Xavier Pennec (INRIA, Sophia Antipolis, France)
- INRIA, Sophia Antipolis, France.
- Dr. Xavier Pennec is senior Research Scientist (Directeur de Recherche) at Inria since 2007. He was previously Research Scientist at INRIA (1998-2007) and Post-doctoral associate at MIT (1997). His research interest is at the intersection of statistics, differential geometry, computer science and medicine.
He received the Graduate of the Ecole Polytechnique, Paris, France, specialization in Computer Science and Physics and Master degree (DEA), Ecole Polytechnique - Ecole Normale Supérieure, Paris, France, in Mathematical Computer Science and Applications, specialization in Geometric Computing, with highest honors, in 1992 and 1993 respectively. He received the Ph.D., Ecole Polytechnique, Paris, France, in Computer Science, with highest honors and Habilitation à diriger des recherches (HDR), Nice-Sophia Antipolis University in Computer Science in 1996 and 2006, respectively. He is particularly interested in the mathematics involved in computational anatomy: geometric statistics involve statistical computing on Riemannian manifolds and other geometric structures (Lie groups, quotient spaces, stratified spaces, information geometry...).
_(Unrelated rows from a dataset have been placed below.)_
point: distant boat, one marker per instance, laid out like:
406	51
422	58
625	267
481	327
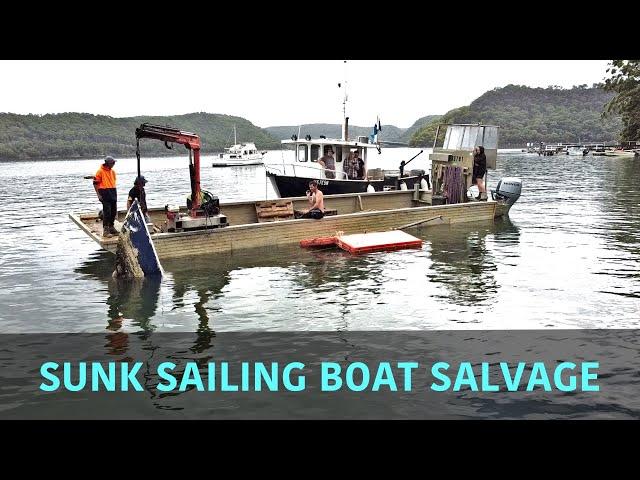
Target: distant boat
239	154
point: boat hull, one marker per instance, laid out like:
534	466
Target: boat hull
367	212
290	186
236	163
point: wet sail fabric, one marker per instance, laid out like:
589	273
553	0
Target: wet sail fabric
136	255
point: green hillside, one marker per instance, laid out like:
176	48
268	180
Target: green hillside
417	125
83	135
526	114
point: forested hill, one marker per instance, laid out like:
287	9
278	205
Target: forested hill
83	135
526	114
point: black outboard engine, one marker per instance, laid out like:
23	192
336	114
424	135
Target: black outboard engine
210	204
508	190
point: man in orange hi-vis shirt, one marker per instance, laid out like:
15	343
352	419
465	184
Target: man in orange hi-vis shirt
104	183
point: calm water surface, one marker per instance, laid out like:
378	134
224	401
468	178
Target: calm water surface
568	257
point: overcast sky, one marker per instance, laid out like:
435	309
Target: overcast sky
269	92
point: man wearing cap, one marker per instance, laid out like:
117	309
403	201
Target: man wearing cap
104	183
138	192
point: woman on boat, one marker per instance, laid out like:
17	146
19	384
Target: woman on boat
479	171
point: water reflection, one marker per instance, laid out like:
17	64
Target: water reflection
464	260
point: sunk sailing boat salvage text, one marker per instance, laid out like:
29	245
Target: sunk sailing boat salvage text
326	377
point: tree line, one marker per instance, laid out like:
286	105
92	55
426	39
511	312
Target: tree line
83	135
526	114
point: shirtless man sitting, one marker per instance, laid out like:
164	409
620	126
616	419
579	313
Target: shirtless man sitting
316	200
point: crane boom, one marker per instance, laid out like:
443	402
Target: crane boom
191	141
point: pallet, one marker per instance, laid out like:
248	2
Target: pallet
274	211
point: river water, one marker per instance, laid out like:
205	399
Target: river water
568	257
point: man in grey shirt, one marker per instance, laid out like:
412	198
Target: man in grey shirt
329	163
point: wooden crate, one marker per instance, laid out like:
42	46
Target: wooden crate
273	211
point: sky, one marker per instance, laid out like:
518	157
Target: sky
270	92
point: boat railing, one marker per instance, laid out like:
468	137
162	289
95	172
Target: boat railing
308	171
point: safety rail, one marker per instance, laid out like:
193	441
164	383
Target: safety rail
288	168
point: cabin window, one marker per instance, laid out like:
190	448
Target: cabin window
302	153
315	153
490	140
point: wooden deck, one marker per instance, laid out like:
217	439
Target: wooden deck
356	213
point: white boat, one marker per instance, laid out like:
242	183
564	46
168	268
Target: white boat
239	154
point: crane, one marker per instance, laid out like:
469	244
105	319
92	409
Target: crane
173	135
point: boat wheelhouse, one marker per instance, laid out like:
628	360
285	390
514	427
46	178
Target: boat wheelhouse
292	179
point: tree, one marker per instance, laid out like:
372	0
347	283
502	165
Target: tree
625	82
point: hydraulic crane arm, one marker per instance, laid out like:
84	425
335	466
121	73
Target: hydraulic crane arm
173	135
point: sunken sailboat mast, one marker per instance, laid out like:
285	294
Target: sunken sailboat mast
345	122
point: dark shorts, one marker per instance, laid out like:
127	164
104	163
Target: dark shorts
478	173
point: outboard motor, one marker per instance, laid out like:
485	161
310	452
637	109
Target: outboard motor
508	190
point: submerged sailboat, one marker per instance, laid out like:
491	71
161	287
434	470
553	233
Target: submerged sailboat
239	154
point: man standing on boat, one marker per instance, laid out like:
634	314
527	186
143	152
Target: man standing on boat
479	171
138	192
104	183
316	199
328	163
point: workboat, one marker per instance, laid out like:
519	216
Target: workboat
292	179
204	226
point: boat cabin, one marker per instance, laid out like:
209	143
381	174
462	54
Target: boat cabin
309	150
452	158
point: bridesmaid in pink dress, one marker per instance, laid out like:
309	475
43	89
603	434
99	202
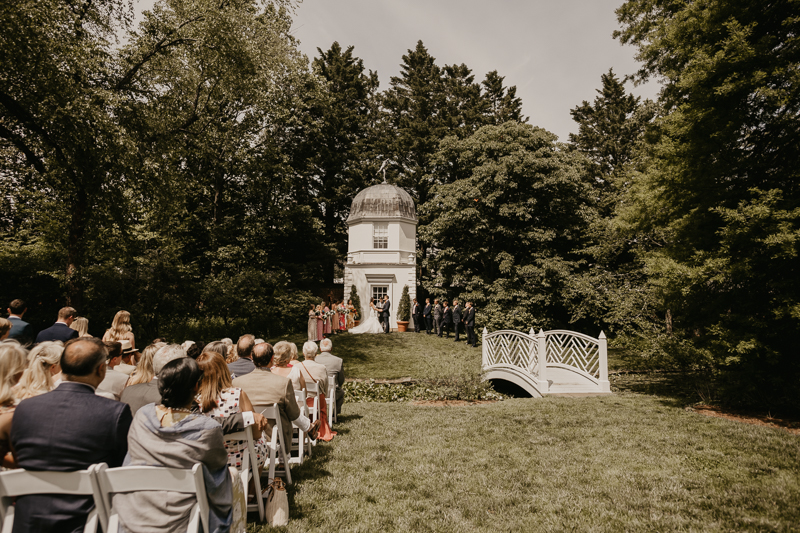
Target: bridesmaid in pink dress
320	324
328	324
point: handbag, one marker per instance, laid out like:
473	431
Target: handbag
277	504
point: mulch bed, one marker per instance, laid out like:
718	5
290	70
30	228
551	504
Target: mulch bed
449	403
790	425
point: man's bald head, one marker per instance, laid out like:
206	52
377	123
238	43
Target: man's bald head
82	356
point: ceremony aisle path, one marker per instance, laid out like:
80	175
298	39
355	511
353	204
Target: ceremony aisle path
631	461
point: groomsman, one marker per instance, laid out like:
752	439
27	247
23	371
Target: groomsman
426	314
447	320
456	317
469	322
437	317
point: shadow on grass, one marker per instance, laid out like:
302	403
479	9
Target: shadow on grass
673	389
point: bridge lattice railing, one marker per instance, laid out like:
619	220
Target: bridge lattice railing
561	347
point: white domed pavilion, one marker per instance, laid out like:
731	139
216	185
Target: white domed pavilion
382	246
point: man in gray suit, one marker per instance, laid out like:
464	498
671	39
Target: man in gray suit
334	366
438	314
387	306
20	330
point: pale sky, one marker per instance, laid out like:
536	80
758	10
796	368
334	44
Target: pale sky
554	51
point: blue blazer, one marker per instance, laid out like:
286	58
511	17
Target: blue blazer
20	330
64	430
241	367
57	332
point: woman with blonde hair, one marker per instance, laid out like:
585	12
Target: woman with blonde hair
5	328
81	325
44	370
218	397
120	329
144	372
13	362
282	356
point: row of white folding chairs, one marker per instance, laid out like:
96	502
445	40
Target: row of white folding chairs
101	482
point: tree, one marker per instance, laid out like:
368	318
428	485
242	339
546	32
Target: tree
503	235
404	308
503	104
721	184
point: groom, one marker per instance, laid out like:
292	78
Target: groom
386	307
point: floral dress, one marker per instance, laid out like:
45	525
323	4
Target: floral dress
227	405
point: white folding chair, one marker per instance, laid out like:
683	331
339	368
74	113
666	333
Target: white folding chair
277	448
112	481
249	469
330	400
21	482
300	440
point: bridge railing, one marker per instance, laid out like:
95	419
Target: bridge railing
557	349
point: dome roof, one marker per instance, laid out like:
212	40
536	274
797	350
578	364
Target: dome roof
382	201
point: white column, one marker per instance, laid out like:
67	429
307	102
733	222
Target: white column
605	386
544	386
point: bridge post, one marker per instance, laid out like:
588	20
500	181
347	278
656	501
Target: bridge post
484	350
544	386
605	386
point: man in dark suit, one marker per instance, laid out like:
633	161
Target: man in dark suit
244	365
447	320
20	330
416	311
456	317
387	306
437	317
60	331
65	430
469	323
426	315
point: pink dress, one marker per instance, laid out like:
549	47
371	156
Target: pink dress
227	405
328	330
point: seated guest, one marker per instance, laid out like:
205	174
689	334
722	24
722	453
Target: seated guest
130	356
82	429
282	356
140	394
334	366
44	370
244	349
60	331
144	372
21	331
218	397
81	325
316	373
114	382
13	361
265	388
169	434
120	329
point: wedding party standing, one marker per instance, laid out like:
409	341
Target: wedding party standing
312	323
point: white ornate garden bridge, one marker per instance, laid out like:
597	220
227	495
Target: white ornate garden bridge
557	362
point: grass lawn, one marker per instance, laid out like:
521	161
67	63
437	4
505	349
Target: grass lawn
627	462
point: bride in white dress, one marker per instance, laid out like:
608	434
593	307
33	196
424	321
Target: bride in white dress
371	324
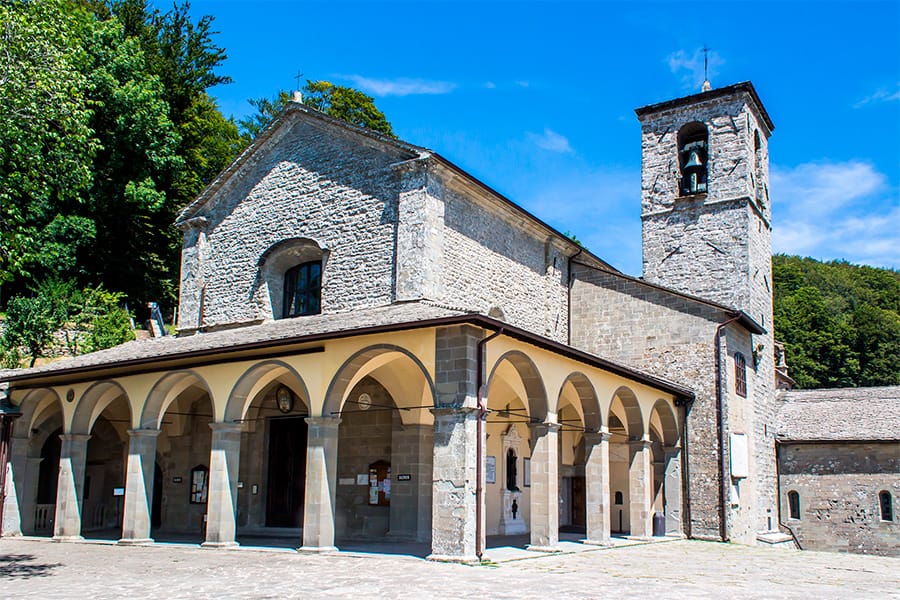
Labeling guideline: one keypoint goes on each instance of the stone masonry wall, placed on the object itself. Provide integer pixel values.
(490, 263)
(838, 484)
(310, 180)
(649, 329)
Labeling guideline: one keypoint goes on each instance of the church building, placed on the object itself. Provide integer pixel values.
(374, 345)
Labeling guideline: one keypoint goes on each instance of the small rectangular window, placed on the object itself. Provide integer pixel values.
(740, 375)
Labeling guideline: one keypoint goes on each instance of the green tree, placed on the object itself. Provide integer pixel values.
(840, 322)
(337, 101)
(45, 111)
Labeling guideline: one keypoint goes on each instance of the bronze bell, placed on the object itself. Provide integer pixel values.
(693, 160)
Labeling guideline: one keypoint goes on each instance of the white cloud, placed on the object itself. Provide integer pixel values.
(689, 67)
(551, 141)
(402, 86)
(832, 210)
(881, 95)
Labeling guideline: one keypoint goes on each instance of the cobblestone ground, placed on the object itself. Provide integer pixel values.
(682, 569)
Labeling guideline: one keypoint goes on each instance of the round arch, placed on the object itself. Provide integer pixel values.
(94, 401)
(165, 391)
(37, 404)
(590, 403)
(531, 380)
(633, 416)
(354, 369)
(254, 380)
(668, 423)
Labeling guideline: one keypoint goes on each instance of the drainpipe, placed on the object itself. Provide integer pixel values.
(686, 474)
(778, 493)
(720, 430)
(479, 448)
(8, 413)
(569, 296)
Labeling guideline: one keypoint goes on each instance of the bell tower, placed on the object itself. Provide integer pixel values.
(705, 211)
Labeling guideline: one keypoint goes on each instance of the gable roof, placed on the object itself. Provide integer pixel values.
(728, 90)
(411, 150)
(843, 414)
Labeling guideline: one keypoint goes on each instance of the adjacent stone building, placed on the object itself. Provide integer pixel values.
(839, 468)
(374, 345)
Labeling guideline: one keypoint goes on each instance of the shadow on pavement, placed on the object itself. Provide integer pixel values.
(20, 565)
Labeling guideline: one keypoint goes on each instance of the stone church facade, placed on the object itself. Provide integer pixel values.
(374, 345)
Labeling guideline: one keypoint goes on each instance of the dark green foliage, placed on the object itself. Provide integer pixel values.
(112, 96)
(337, 101)
(840, 323)
(59, 314)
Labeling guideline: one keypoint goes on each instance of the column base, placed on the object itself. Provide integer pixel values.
(544, 549)
(597, 542)
(465, 560)
(217, 545)
(135, 541)
(67, 538)
(317, 549)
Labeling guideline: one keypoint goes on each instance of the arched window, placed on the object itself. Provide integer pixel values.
(303, 290)
(199, 484)
(693, 158)
(794, 505)
(887, 505)
(740, 374)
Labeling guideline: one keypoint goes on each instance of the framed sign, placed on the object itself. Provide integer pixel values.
(490, 469)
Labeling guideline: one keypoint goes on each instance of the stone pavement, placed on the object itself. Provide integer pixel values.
(679, 569)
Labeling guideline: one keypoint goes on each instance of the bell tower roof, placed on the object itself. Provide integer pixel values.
(729, 90)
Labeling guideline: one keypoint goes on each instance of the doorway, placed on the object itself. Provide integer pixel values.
(286, 484)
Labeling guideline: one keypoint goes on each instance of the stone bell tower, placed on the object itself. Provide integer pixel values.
(706, 225)
(705, 197)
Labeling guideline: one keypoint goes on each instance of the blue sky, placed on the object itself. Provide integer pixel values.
(536, 99)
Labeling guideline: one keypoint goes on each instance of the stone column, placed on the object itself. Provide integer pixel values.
(412, 451)
(639, 492)
(224, 459)
(321, 484)
(453, 491)
(139, 486)
(596, 472)
(18, 507)
(67, 524)
(545, 488)
(672, 490)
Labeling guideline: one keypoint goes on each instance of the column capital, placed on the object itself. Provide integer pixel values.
(323, 422)
(453, 411)
(226, 427)
(544, 427)
(145, 433)
(595, 437)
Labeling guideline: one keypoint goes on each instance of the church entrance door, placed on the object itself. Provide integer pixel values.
(287, 472)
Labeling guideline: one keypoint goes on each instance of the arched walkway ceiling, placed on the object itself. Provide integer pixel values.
(389, 365)
(94, 401)
(663, 417)
(535, 394)
(256, 380)
(630, 410)
(166, 391)
(38, 405)
(579, 393)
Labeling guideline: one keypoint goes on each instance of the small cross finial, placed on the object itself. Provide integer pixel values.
(706, 85)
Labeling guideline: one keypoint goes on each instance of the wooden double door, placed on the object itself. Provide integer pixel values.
(286, 483)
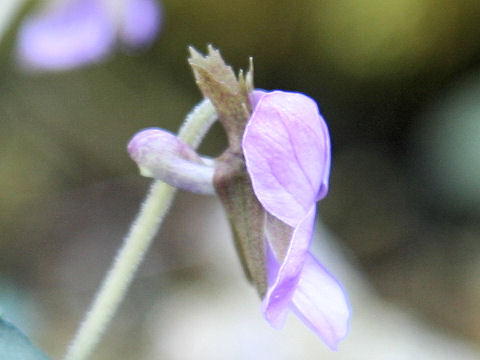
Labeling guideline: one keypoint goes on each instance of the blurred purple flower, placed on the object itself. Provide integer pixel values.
(287, 151)
(72, 33)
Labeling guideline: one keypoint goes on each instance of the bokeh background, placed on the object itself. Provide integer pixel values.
(399, 85)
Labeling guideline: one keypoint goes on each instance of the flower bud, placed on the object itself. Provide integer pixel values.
(163, 156)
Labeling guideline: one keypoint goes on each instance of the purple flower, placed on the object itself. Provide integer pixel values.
(287, 151)
(72, 33)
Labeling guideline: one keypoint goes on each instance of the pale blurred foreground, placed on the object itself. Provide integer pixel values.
(220, 317)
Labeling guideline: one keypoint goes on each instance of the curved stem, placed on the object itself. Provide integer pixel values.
(135, 244)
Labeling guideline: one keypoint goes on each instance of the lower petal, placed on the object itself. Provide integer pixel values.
(282, 286)
(320, 302)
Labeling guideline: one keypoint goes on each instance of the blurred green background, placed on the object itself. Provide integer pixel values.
(397, 81)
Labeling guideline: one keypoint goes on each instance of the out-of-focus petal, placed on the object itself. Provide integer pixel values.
(140, 23)
(287, 152)
(79, 32)
(320, 302)
(163, 156)
(283, 284)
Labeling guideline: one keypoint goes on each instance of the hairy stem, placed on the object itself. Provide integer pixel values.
(135, 244)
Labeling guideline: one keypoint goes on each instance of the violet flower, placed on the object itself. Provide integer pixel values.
(269, 179)
(71, 33)
(286, 145)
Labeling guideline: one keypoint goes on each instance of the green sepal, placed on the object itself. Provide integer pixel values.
(14, 345)
(227, 92)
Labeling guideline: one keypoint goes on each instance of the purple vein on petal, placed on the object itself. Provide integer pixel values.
(280, 292)
(320, 302)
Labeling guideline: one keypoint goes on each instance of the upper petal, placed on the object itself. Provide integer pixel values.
(320, 302)
(66, 36)
(140, 22)
(287, 151)
(282, 283)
He contributed mathematically grounded methods and algorithms for medical image registration, statistics on shapes, and their translation to clinical research applications: Geometric Statistics, Medical image registration (Demonology “contributions to the demon's algorithm”, Hierarchical locally affine deformations “Polyaffine”, 4D morphometry (Shape statistics with Currents, Measuring and modeling brain atrophy in Alzheimer's disease).
Daniel Lee (University of Pennsylvania)
- Department of Electrical and Systems Engineering, University of Pennsylvania, Philadelphia, PA, USA.
- Daniel Lee is the UPS Foundation Chair Professor in the School of Engineering and Applied Science at the University of Pennsylvania. He received his B.A. summa cum laude in Physics from Harvard University and his Ph.D. in Condensed Matter Physics from the Massachusetts Institute of Technology in 1995. Before coming to Penn, he was a researcher at AT&T and Lucent Bell Laboratories in the Theoretical Physics and Biological Computation departments. He is a Fellow of the IEEE and AAAI and has received the National Science Foundation CAREER award and the University of Pennsylvania Lindback award for distinguished teaching. He was also a fellow of the Hebrew University Institute of Advanced Studies in Jerusalem, an affiliate of the Korea Advanced Institute of Science and Technology, and organized the US-Japan National Academy of Engineering Frontiers of Engineering symposium. As director of the GRASP Laboratory and co-director of the CMU-Penn University Transportation Center, his group focuses on understanding general computational principles in biological systems, and on applying that knowledge to build autonomous systems.